[runtime env] runtime env inheritance refactor by SongGuyang · Pull Request #24538 · ray-project/ray

SongGuyang · 2022-05-06T08:10:21Z

Why are these changes needed?

Recreate for the reverted PR for 2.0.
#22244
#22620

Runtime Environments is already GA in Ray 1.6.0. The latest doc is here. And now, we already supported a inheritance behavior as follows (copied from the doc):

The runtime_env["env_vars"] field will be merged with the runtime_env["env_vars"] field of the parent. This allows for environment variables set in the parent’s runtime environment to be automatically propagated to the child, even if new environment variables are set in the child’s runtime environment.
Every other field in the runtime_env will be overridden by the child, not merged.

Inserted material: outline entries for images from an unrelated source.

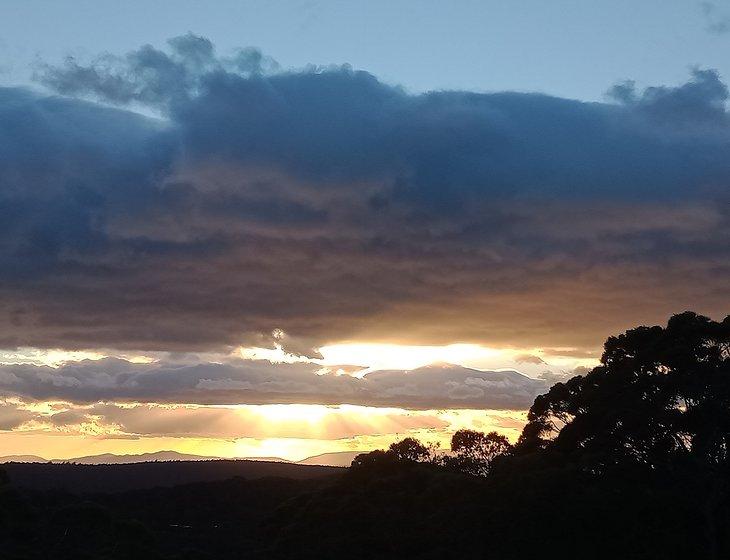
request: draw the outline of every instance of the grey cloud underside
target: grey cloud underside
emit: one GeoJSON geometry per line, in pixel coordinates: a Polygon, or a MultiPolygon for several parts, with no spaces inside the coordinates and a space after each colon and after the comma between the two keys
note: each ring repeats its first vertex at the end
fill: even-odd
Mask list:
{"type": "MultiPolygon", "coordinates": [[[[59,368],[0,366],[0,393],[76,404],[354,404],[412,409],[525,409],[548,384],[515,371],[428,366],[375,371],[363,378],[318,373],[314,364],[135,364],[117,358],[59,368]]],[[[2,417],[0,416],[0,421],[2,417]]]]}
{"type": "Polygon", "coordinates": [[[411,95],[188,35],[39,79],[65,97],[0,90],[0,347],[595,348],[730,311],[712,71],[603,104],[411,95]]]}

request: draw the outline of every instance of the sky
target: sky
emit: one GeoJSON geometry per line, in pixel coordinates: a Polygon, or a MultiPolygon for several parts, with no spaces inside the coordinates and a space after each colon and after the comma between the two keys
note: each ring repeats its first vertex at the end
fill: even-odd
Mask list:
{"type": "Polygon", "coordinates": [[[0,2],[0,455],[515,439],[730,312],[730,3],[0,2]]]}

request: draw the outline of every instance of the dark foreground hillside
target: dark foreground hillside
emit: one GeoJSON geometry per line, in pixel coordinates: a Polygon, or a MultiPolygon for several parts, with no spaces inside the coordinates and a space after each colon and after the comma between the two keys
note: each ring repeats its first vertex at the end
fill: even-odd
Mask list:
{"type": "Polygon", "coordinates": [[[214,460],[156,461],[121,465],[74,463],[6,463],[2,468],[13,486],[33,490],[65,490],[75,493],[122,492],[210,482],[233,477],[256,479],[282,477],[296,480],[335,474],[339,467],[297,465],[273,461],[214,460]]]}
{"type": "Polygon", "coordinates": [[[728,503],[712,513],[722,528],[713,542],[707,488],[692,474],[618,470],[596,479],[578,465],[522,465],[480,478],[403,461],[319,479],[106,494],[6,486],[2,557],[730,557],[728,503]]]}
{"type": "Polygon", "coordinates": [[[228,466],[11,465],[0,550],[28,560],[730,558],[730,317],[683,313],[610,337],[601,365],[537,397],[527,420],[515,444],[458,430],[449,454],[406,438],[346,470],[281,465],[278,477],[169,487],[150,488],[150,473],[174,484],[228,466]],[[293,478],[305,472],[316,476],[293,478]],[[92,479],[104,476],[146,489],[101,493],[92,479]]]}

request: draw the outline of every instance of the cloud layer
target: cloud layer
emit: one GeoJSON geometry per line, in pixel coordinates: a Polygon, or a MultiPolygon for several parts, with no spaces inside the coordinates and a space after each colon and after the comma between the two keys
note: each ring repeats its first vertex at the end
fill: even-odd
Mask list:
{"type": "Polygon", "coordinates": [[[0,393],[38,401],[171,404],[353,404],[411,409],[525,409],[547,382],[515,371],[433,365],[362,378],[310,363],[136,364],[118,358],[59,368],[0,365],[0,393]]]}
{"type": "MultiPolygon", "coordinates": [[[[0,89],[0,347],[215,350],[280,328],[302,351],[593,348],[730,311],[713,71],[607,103],[411,95],[187,35],[38,79],[61,96],[0,89]]],[[[107,398],[99,383],[82,392],[107,398]]]]}

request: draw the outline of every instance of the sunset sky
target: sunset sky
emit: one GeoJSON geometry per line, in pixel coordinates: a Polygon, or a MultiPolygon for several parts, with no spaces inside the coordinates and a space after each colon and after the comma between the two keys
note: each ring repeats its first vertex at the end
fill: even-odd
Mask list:
{"type": "Polygon", "coordinates": [[[2,2],[0,456],[514,440],[730,313],[730,2],[507,5],[2,2]]]}

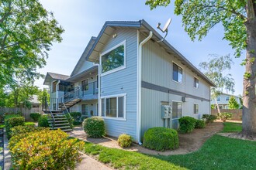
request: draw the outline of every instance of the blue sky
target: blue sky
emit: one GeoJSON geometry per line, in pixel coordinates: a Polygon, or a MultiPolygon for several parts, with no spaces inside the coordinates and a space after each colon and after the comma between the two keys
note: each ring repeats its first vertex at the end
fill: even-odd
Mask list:
{"type": "MultiPolygon", "coordinates": [[[[39,70],[41,73],[54,72],[70,75],[83,53],[91,36],[98,36],[106,21],[137,21],[144,19],[153,28],[161,22],[164,26],[168,18],[172,19],[166,39],[195,66],[207,61],[209,54],[233,56],[234,50],[229,42],[223,40],[223,29],[219,25],[214,27],[202,41],[192,42],[182,27],[181,16],[174,14],[173,4],[160,7],[153,11],[147,6],[145,0],[40,0],[43,7],[54,12],[56,19],[65,29],[63,41],[54,43],[49,52],[47,64],[39,70]]],[[[172,1],[173,2],[174,1],[172,1]]],[[[161,32],[160,32],[161,33],[161,32]]],[[[164,34],[161,33],[163,36],[164,34]]],[[[239,59],[234,57],[235,63],[230,70],[235,80],[234,94],[242,94],[244,68],[240,65],[245,53],[239,59]]],[[[43,86],[43,80],[36,81],[36,85],[43,86]]]]}

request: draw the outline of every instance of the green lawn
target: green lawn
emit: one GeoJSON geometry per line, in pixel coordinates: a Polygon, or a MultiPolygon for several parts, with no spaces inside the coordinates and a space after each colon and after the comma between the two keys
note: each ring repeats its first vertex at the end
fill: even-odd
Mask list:
{"type": "Polygon", "coordinates": [[[214,135],[193,153],[151,156],[86,143],[85,152],[122,169],[255,169],[256,142],[214,135]]]}
{"type": "Polygon", "coordinates": [[[221,131],[223,133],[242,131],[241,123],[224,122],[223,124],[224,124],[224,128],[221,131]]]}

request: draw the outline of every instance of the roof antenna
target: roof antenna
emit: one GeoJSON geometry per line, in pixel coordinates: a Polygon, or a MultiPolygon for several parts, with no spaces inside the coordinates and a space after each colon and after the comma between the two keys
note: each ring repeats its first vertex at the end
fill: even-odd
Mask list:
{"type": "Polygon", "coordinates": [[[157,24],[157,28],[159,29],[163,33],[166,32],[165,36],[164,36],[162,39],[161,39],[160,41],[157,41],[157,42],[162,42],[162,41],[164,40],[165,37],[166,37],[167,35],[168,34],[168,26],[170,26],[171,22],[171,19],[168,19],[168,20],[167,20],[167,22],[166,22],[166,23],[165,23],[165,25],[164,25],[163,29],[161,29],[160,28],[161,23],[159,22],[159,23],[157,24]]]}

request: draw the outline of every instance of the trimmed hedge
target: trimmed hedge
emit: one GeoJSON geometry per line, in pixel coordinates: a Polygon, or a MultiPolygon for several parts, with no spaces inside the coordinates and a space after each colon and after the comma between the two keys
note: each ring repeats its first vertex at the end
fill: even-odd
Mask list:
{"type": "Polygon", "coordinates": [[[182,133],[189,133],[194,130],[196,119],[189,116],[185,116],[178,119],[178,122],[180,131],[182,133]]]}
{"type": "Polygon", "coordinates": [[[163,127],[150,128],[144,133],[143,146],[156,151],[177,148],[178,133],[174,129],[163,127]]]}
{"type": "Polygon", "coordinates": [[[202,120],[196,120],[195,128],[201,129],[206,128],[206,122],[202,120]]]}
{"type": "Polygon", "coordinates": [[[212,114],[204,114],[202,116],[202,119],[206,120],[206,123],[209,124],[209,123],[213,123],[214,121],[216,121],[217,119],[217,117],[212,114]]]}
{"type": "Polygon", "coordinates": [[[45,128],[50,127],[47,115],[42,115],[40,117],[39,117],[38,127],[45,127],[45,128]]]}
{"type": "Polygon", "coordinates": [[[40,113],[31,113],[29,117],[34,121],[38,121],[38,119],[41,117],[40,113]]]}
{"type": "Polygon", "coordinates": [[[25,124],[25,117],[19,116],[9,117],[7,120],[5,120],[5,126],[6,130],[7,138],[11,138],[11,128],[15,126],[24,126],[25,124]]]}
{"type": "Polygon", "coordinates": [[[13,136],[10,152],[15,169],[74,169],[84,142],[61,131],[43,129],[13,136]]]}
{"type": "Polygon", "coordinates": [[[118,145],[122,148],[127,148],[132,144],[132,137],[126,134],[122,134],[119,135],[117,140],[118,145]]]}
{"type": "Polygon", "coordinates": [[[105,122],[103,118],[100,117],[85,119],[83,128],[88,137],[102,138],[105,135],[105,122]]]}

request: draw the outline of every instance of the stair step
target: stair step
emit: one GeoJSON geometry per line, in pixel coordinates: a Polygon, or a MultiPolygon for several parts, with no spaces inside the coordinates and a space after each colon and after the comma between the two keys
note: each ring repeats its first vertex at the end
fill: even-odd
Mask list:
{"type": "Polygon", "coordinates": [[[54,128],[51,128],[51,129],[66,129],[66,128],[71,128],[70,126],[57,126],[54,128]]]}

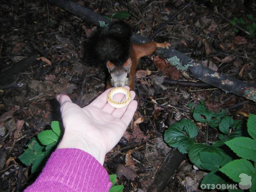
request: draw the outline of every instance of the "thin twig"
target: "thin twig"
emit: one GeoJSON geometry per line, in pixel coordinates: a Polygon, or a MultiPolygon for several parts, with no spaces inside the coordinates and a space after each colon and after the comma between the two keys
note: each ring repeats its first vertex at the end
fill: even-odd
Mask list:
{"type": "MultiPolygon", "coordinates": [[[[229,19],[228,19],[227,18],[225,17],[224,16],[224,15],[223,15],[222,14],[221,14],[219,12],[218,12],[218,14],[219,15],[220,15],[221,17],[222,17],[223,19],[224,19],[225,20],[226,20],[226,21],[227,21],[227,22],[230,23],[231,23],[231,21],[229,19]]],[[[242,32],[244,32],[247,34],[248,34],[249,35],[250,35],[250,33],[249,32],[248,32],[248,31],[246,31],[245,29],[242,28],[241,27],[240,27],[240,26],[237,25],[237,24],[234,25],[234,26],[235,26],[237,29],[241,30],[242,32]]]]}
{"type": "Polygon", "coordinates": [[[175,17],[176,17],[178,15],[178,14],[180,13],[181,12],[183,11],[188,6],[190,6],[190,4],[191,4],[191,2],[189,3],[188,4],[187,4],[186,5],[185,5],[184,7],[183,7],[181,9],[179,10],[176,13],[175,13],[174,15],[173,15],[172,17],[170,17],[170,18],[169,19],[168,19],[168,20],[167,20],[164,23],[163,23],[163,24],[162,26],[161,26],[157,30],[157,31],[156,31],[154,33],[154,34],[153,34],[151,36],[151,37],[150,37],[150,38],[149,38],[149,39],[152,39],[155,37],[155,36],[156,36],[157,35],[157,33],[158,33],[159,32],[160,32],[160,31],[161,31],[162,30],[162,29],[165,26],[166,26],[167,25],[167,24],[169,23],[169,22],[170,21],[171,21],[173,19],[174,19],[175,17]]]}
{"type": "Polygon", "coordinates": [[[135,7],[135,8],[136,8],[136,9],[137,9],[137,11],[138,11],[138,12],[139,12],[139,13],[140,15],[140,16],[141,17],[141,18],[142,18],[142,20],[144,21],[144,22],[145,23],[145,24],[148,27],[148,29],[149,29],[152,30],[152,29],[151,29],[151,28],[148,26],[148,23],[147,23],[147,22],[145,20],[145,19],[144,18],[144,17],[143,16],[143,15],[142,15],[142,14],[141,14],[141,13],[140,11],[140,10],[139,9],[138,9],[138,8],[137,7],[137,6],[135,5],[135,4],[134,3],[134,2],[133,2],[133,3],[134,5],[134,6],[135,7]]]}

For example, if runtime_env["py_modules"] is specified, it will replace the runtime_env["py_modules"] field of the parent.

We think this runtime env merging logic is so complex and confusing to users because users can't know the final runtime env before the jobs are run.

Current PR tries to do a refactor and change the behavior of Runtime Environments inheritance. Here is the new behavior:

If there is no runtime env option when we create actor, inherit the parent runtime env.
Otherwise, use the optional runtime env directly and don't do the merging.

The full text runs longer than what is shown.